In this case, you were given information in terms of a magnitude and direction (speed and angle below the horizontal). The very first thing you set about doing was converting that magnitude and direction to a horizontal component of velocity.

I have a doubt. When finding resultant vectors from a set of given vectors then what I have learned is take the triangles one by one and find the components by taking theta positive and after computing the magnitude of components put signs according to which direction they lie. After that when you find all the $i cap/hat$ and $j cap/hat$ add them and get the resultant.

Can I find it like what I did here in this thread by taking signs with the theta angle. Will I get the same components with proper signs.

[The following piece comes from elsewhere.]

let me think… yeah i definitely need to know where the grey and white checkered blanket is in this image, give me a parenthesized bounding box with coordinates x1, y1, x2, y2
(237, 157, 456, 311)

What is the correct technical way to do it?

 

[jbriggs444]

I have a doubt. When finding resultant vectors from a set of given vectors then what I have learned is take the triangles one by one and find the components by taking theta positive and after computing the magnitude of components put signs according to which direction they lie. After that when you find all the $\hat i$ and $\hat j$ add them and get the resultant.
Can I find it like what I did here in this thread by taking signs of the theta angle. Will I get the same components with proper signs.
What is the correct technical way to do it?

If you want a "hat" on a unit vector, you use \hat, e.g. \hat i which renders as $\hat i$

Yes, you can add a list of vectors by converting them all to components, adding the x and y components separately and then reporting the result either as $(\sum x, \sum y)$ or as $\hat i \sum x + \hat j \sum y$. [You'd use actual numbers and not sigmas, of course]

Yes, you can find the components of a vector in any manner that makes sense to you.

One method is:

"I know the component is negative since the angle is below the horizontal. I know I want the sine since I am looking for the length of the side opposite my angle. So I multiply the [positive] length by the [positive] sine and then negate because I already figured out that I want a negative result".

 

[rudransh verma]

So I multiply the [positive] length by the [positive] sine and then negate because I already figured out that I want a negative result".

How about doing it in a more textbook sense. By taking $\sin of -\theta$ if it is below the horizontal. Will I get the same result like -vertical component?

 

[jbriggs444]

How about doing it in a more textbook sense. By taking $\sin of -\theta$ if it is below the horizontal. Will I get the same result like -vertical component?

Yes. $-(290 \sin 30 ^\circ) = 290 \sin -30 ^\circ$

 

[rudransh verma]

Yes. $-(290 \sin \theta) = 290 \sin -\theta$

but what about if my vector is in second or third quadrant?

I know we usually take + magnitude multiple with positive sin/cos of angle and then put signs as - and + to x and y components in second quadrant because we know that’s how they exist in that quadrant in Cartesian coordinate system.

But how about not following this method and somehow take something like magnitude multiplied with sin of original angle measured from +x axis?

 

[jbriggs444]

but what about if my vector is in second or third quadrant?

So your vector is in the second quadrant. You can draw your triangle and measure the angle as 30 degrees.

You eyeball the situation and decide that the result will be positive. Using the triangle method, you find $+(290 \sin 30 ^\circ)$. Using your polar coordinates, you find $290 \sin 150 ^\circ$. Same result either way.

Or you are in the third quadrant. You draw your triangle and measure the angle as 30 degrees. You eyeball the situation and decide that the result will be negative. Using the triangle method you find $-(290 \sin 30 ^\circ)$. Using polar coordinates, you find $290 \sin 210 ^\circ$. Same result either way.